Hypnagogia has a mirror image at the end of the sleep cycle. The transition from sleep to wakefulness is called hypnopompia.

Hypnopompia seems to be identical in brain-activity to hypnagogia and a lot of us have hypnopompic hallucinations in the mornings, especially if we’re fond of the snooze button.

The downside for creative folks is that we can only use hypnapompia once a day, after a long sleep. Nevertheless, we might as well indulge when we can, right?

Experiment with setting your alarm thirty minutes earlier than usual in the morning and try to balance between sleep and wakefulness until it’s time for you to get up. Use the snooze button to make sure you don’t go into deeper sleep.

I don’t use an alarm, so after waking I usually go to the toilet before hitting the hay again for half an hour of creative dreams.

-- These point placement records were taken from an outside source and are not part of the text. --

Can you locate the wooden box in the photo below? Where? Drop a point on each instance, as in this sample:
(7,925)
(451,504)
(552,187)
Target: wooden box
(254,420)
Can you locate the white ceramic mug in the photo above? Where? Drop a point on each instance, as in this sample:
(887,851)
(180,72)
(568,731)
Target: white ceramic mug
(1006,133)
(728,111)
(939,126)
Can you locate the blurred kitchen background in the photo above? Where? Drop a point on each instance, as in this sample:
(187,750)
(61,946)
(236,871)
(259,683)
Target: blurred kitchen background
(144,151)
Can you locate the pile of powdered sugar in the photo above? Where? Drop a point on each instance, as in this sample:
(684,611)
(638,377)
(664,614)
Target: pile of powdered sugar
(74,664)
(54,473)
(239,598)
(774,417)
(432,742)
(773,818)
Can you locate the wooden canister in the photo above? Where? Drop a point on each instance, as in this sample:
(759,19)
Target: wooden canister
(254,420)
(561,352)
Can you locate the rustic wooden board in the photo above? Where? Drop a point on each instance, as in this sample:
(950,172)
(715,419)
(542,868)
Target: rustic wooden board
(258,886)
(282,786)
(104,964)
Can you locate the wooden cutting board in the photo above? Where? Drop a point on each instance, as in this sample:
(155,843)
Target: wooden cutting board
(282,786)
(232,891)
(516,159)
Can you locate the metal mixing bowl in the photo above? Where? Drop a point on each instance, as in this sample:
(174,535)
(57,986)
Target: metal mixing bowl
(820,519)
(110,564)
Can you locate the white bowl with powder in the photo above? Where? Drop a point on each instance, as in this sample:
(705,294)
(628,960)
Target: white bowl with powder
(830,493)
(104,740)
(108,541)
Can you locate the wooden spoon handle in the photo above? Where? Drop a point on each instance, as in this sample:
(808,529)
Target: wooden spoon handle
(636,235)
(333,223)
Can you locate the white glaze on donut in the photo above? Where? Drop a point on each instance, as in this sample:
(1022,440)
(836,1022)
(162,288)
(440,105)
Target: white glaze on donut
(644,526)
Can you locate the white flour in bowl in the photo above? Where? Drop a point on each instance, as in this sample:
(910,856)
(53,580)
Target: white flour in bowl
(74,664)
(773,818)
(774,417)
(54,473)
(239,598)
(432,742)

Hold on: how come hypnagogia is so creative?

Good question. As well as Dalí, many other artists, writers, mystics, philosophers and scientists have used napping to break through creative brick walls, including Aristotle, Robert Desnos, Edgar Allan Poe, Isaac Newton, Thomas Edison and Beethoven.

But how do they work?

  • Dreams are extremely productive, packing a high density of images and ideas into a short time. Indeed, time itself seems to become meaningless: we can feel like we’ve experienced a lifetime in an instant. Productivity is important because, when it comes to creativity, quantity is quality.
  • They are extremely novel, mooshing together not only past, present and future, but also people, places, ideas and concepts that might never have met otherwise. Humdrum objects take on a magical quality and might be used in dreams for purposes quite different to their intended design.
  • Dreams can express ideas that are more complex than you can grasp in a wakeful state. For some, those complex concepts will remain ineffable, but sometimes, in a flash of insight, we can bring a genuine breakthrough back from the doze.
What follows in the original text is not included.